Os diálogos são ruins e excessivamente explicativos, tal qual pode-se esperar de um filme trash. As blasfêmias típicas do gênero misturam-se a pérolas do tipo: “Ah, então você veio?/Claro que vim, eu sou seu irmão”. Excelente.

Mas deixemos esses detalhes de lado e vamos para o prato principal oferecido por Fede Alvarez, o terror, o medo, as cenas que fariam o espectador desejar nunca ter saído do útero da mãe, a tal experiência fílmica mais aterrorizante que nós já teríamos vivido. A Morte do Demônio não me assustou uma vez sequer. Infelizmente, o diretor abusou da técnica de aumentar o volume e cortar rápido para um objeto/personagem surpresa para orquestrar a maioria dos sustos que ele planejou. O clima também é constantemente quebrado por transições mal feitas. Há mais de um momento onde a tensão está em uma crescente interessante, tu, tenso,  começa a movimentar-se na poltrona e, de repente…. a cena corta para uma imagem exterior da cabana onde nada, NADA está acontecendo.

Let's put a smile on that face

Let’s put a smile on that face

A Morte do Demônio, portanto, tem diálogos ruins, personagens esteriotipados e cenas e cenários clichê. “Ué, mas tu não disse que o remake tem colhões?”. Sim, e é por isso que, apesar de tudo que foi falado até agora, eu ADOREI o que vi e recomendo que tu também o faça, preferencialmente no cinema. Alvarez não economiza na violência e no sangue, vê-se cabeças esmagadas, membros amputados, línguas partidas com estiletes, corpos fuzilados e todo tipo de perfuração, cortes e incineração em closes explícitos, os quais ficam ainda mais perturbadores devido ao pequeno número de cortes  (de cena) utilizados pelo diretor. Não me assustaram, mas a cena onde tentam furar o olho de um personagem com uma agulha e a sequência final, referência direta a famosa motosserra da franquia original, me fizeram contorcer na cadeira. Aliás, o final do filme é daqueles para tu assistir de pé, com os braços abertos gritando HELL YEAH! Logicamente, tu fará isso apenas em pensamento, visto que não é legal atrapalhar as outras pessoas e tu certamente não gostará de ser taxado como doido.

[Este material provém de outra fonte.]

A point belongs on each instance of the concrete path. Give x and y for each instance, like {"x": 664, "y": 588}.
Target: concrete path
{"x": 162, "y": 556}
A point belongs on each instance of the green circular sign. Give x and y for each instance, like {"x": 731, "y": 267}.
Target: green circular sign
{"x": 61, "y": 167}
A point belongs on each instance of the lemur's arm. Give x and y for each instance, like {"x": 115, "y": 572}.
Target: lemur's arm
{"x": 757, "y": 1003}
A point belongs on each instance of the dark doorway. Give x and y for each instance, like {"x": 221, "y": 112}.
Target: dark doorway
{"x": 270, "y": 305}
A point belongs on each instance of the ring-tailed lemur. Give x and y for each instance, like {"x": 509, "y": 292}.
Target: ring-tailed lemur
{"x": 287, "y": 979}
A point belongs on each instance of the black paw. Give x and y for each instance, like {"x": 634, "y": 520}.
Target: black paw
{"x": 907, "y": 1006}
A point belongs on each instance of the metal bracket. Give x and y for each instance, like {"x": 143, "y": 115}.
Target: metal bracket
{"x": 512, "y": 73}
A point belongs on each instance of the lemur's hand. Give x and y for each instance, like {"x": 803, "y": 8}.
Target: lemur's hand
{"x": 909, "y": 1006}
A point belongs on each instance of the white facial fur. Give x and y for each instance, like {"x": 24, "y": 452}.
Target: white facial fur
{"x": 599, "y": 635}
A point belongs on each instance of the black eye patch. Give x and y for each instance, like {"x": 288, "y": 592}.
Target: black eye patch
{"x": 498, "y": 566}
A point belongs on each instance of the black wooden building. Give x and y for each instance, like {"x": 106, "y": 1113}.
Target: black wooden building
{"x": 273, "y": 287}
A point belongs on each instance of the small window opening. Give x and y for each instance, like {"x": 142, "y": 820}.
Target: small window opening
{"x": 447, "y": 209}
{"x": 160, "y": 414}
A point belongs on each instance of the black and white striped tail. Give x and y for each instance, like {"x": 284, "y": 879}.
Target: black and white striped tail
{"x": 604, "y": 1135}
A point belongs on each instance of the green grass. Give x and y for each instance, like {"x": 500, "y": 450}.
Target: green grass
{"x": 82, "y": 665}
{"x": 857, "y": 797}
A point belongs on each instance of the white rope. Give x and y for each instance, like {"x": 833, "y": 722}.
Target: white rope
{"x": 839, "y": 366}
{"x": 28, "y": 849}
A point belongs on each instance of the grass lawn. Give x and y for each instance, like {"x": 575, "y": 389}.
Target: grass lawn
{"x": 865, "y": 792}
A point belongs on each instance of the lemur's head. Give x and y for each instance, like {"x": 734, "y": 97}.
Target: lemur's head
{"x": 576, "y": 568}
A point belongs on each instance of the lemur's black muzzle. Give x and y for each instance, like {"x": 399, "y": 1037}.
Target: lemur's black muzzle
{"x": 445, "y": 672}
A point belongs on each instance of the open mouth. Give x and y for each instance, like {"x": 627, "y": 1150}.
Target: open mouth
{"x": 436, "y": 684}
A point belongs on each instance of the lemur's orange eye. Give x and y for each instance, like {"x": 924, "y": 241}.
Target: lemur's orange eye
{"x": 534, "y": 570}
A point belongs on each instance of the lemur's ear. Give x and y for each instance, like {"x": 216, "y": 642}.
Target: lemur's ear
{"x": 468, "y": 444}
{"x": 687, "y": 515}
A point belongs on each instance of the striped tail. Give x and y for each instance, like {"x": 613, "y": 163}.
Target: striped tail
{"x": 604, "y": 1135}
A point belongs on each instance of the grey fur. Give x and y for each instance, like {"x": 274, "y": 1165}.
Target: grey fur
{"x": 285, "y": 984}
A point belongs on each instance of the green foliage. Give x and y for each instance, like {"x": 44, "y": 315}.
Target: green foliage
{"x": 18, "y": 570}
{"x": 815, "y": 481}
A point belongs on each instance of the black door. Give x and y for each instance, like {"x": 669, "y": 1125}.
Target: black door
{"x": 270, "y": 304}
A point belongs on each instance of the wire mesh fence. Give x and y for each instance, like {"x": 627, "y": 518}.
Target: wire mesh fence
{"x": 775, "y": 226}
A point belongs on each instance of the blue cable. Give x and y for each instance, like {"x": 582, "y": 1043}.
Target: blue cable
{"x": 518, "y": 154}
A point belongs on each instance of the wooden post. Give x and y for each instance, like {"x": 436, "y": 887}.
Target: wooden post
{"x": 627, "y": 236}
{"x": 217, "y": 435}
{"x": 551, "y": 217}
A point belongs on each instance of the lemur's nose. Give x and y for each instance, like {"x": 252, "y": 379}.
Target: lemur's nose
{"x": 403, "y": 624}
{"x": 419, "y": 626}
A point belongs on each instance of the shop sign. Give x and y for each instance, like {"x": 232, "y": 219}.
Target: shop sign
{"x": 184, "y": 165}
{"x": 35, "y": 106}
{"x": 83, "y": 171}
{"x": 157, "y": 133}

Com censura 18 anos, A Morte do Demônio arrecadou o triplo do que gastou em um mês de exibição no território americano. Espero que esses números sirvam para os produtores perceberem que o público, de vez em quando, gosta de um bom banho de sangue ficcional.

Raining blood, from a lacerated sky, bleeding it's horror, creating my structure, now I shall reign in blood!

Raining blood, from a lacerated sky, bleeding it’s horror, creating my structure, now I shall reign in blood!